Indeed, when YouTube began life in 2005 and became popular, many websites also found that Flash was an easy way to encode videos that had been uploaded by users.
All of this helped drive the uptake of Flash, and in 2005 more computers worldwide had the Flash Player installed than any other Web media format, including Java, QuickTime, RealNetworks and Windows Media Player.
Adobe acquired Macromedia in 2005 for a cool $3.4bn (£2.6bn), a move that saw the entire Macromedia product line including Flash, Dreamweaver, Director/Shockwave, Fireworks and Authorware absorbed into the Adobe product stable.
Flash continued to grow and prosper then, but trouble was looming as despite its many updates over the years, Flash remained inherently insecure.
This was because the Flash player itself proved to be a nearly irresistible target for hackers and it provided numerous entry points for malware of all sorts. Worse, Flash updates were easily spoofed, tricking end users into installing fake updates that contained malware.
And Adobe’s Flash was also famously hated by the late Steve Jobs, after the former Apple CEO famously called it a doomed technology. Jobs also very publicly attacked Flash in April 2010, which prompted a bitter spat with Adobe’s then CEO.

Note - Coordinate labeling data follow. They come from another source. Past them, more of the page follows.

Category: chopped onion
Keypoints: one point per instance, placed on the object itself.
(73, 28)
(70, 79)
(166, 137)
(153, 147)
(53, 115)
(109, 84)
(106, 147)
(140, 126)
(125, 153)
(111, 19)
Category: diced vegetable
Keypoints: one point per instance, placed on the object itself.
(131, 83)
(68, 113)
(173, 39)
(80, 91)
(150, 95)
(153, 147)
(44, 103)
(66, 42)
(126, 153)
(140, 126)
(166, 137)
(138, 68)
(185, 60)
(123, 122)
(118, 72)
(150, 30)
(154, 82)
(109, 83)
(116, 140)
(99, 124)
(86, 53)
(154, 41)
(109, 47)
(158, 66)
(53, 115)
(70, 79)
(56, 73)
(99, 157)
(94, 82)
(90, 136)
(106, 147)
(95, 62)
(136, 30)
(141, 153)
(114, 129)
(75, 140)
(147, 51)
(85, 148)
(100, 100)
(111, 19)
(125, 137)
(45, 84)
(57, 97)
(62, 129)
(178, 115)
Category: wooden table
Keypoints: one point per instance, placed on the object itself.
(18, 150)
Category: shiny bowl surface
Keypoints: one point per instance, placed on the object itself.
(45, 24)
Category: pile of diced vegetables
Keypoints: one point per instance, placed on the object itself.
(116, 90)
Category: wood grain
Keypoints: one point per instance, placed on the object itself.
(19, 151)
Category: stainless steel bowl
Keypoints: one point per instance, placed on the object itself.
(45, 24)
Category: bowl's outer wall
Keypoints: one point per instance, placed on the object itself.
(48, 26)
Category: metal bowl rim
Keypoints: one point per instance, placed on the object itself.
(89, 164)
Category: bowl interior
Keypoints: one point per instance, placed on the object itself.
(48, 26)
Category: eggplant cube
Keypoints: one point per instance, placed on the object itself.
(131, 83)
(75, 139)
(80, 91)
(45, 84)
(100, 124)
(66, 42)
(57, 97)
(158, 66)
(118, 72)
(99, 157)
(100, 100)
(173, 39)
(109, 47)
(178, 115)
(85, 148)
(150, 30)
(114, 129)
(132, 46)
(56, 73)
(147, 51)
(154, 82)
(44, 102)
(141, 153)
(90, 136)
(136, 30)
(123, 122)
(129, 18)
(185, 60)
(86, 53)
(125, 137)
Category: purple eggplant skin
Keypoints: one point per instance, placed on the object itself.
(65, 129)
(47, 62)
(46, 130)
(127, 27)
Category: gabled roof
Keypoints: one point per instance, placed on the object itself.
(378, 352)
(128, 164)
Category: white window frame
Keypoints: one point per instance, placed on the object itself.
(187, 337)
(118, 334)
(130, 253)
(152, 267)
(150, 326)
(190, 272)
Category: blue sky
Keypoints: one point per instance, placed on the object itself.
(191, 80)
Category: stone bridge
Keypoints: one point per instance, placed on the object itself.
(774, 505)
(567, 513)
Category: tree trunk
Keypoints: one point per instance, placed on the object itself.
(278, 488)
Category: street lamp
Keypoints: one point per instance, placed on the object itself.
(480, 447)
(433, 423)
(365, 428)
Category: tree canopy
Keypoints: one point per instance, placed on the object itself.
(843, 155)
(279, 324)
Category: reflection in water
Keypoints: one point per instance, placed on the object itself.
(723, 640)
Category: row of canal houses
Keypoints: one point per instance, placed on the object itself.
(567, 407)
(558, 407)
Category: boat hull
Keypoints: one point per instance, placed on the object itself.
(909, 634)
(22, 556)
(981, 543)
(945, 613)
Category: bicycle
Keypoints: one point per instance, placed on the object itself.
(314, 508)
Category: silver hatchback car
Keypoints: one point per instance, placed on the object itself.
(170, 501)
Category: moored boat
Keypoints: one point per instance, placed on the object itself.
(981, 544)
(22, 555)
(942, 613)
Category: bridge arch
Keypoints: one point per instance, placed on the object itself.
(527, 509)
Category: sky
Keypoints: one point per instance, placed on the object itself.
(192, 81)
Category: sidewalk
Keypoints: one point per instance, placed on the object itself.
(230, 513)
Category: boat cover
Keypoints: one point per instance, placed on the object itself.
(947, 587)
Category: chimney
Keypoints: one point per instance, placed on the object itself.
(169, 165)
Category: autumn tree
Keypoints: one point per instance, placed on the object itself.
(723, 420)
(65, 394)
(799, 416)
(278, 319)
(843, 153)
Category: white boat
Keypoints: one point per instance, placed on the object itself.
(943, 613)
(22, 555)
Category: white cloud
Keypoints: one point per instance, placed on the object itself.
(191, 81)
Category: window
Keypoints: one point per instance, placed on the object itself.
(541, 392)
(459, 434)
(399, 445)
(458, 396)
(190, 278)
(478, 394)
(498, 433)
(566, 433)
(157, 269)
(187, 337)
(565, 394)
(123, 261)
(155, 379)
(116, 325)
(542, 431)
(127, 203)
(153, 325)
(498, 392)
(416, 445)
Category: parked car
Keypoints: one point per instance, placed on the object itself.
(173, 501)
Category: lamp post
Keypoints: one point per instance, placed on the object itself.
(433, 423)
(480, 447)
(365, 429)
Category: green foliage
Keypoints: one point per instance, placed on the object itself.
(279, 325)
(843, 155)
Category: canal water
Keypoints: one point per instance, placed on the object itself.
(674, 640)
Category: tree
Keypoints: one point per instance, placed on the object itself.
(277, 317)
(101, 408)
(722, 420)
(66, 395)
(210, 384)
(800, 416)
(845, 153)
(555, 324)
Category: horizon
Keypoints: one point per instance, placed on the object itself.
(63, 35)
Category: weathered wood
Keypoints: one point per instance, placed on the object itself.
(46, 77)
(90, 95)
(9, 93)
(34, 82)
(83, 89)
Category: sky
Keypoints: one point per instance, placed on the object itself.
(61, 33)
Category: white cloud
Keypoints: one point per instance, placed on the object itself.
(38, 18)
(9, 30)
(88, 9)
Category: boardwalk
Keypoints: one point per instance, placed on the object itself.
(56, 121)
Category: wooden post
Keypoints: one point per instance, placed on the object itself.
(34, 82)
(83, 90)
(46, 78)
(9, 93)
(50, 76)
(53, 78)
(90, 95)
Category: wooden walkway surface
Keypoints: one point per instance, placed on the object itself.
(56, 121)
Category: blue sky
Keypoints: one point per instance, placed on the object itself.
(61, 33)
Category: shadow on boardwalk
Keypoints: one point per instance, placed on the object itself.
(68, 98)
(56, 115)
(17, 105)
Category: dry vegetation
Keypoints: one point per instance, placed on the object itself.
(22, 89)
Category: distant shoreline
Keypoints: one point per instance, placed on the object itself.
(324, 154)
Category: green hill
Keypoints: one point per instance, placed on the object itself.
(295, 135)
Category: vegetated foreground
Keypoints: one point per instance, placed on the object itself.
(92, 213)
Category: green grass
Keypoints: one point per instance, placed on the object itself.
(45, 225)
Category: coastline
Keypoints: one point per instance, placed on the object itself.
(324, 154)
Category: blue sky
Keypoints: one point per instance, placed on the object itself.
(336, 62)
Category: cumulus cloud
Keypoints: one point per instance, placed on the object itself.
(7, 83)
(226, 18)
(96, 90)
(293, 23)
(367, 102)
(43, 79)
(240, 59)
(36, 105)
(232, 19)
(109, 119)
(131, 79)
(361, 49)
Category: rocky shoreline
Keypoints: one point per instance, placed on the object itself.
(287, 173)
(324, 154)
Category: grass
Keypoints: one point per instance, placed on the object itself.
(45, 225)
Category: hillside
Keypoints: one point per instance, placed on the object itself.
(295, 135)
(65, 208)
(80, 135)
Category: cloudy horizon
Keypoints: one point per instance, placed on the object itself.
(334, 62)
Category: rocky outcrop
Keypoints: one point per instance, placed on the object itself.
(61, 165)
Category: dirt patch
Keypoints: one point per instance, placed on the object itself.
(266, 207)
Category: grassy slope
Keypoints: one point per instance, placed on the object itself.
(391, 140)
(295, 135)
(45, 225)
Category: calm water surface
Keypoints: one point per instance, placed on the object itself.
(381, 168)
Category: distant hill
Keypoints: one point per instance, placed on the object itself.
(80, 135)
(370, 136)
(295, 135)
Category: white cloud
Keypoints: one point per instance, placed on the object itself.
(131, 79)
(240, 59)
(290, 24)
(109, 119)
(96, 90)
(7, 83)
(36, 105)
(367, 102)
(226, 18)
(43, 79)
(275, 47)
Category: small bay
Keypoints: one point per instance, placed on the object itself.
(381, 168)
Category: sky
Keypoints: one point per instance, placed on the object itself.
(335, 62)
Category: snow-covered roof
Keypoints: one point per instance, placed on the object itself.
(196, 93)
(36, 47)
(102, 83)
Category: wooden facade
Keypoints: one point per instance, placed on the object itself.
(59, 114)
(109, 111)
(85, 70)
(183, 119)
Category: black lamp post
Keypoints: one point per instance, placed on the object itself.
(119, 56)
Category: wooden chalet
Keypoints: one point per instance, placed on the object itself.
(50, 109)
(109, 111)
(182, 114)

In response Adobe even at one stage launched a smear advertising campaign that blasted Apple for its closed approach regarding developer licensing. But still Flash remained insecure and others began to lose patience with the technology.
In 2015 for example Mozilla blocked Adobe Flash by default following the discovery of yet more zero-day vulnerabilities in the browser plug-in. That block remained in place until Adobe rushed out a patch for the flaw but even Adobe had recognised that the days of Flash were numbered.
This was made clear in December 2015 when Adobe acknowledged the inevitability of an HTML5 world. Indeed, it said back then it was now “encouraging” developers and content creators away from Flash, in order to use newer web standards.
A clearer signal that Flash was on the way out could not be made, and in recent years, there has been a concerted drive away from Flash towards open web standards such as HTML5, WebGL and WebAssembly.
Numerous browsers, including Chrome and Firefox have now disabled Flash by default, and now less and less people are using the technology.
Google for example has pointed to data that showed that three years ago, 80 percent of Chrome desktop users visited at least one Flash-enabled site a day. However that figure was now less than 17 percent and it is still falling.
It has been quite a journey.
Flash began life as a drawing package for an obsolete operating system, and morphed into the defacto platform for online multimedia content. But its popularity was also its downfall, as was its inherent insecurity and resource sapping characteristics.
So RIP Adobe Flash, and thanks for the ride.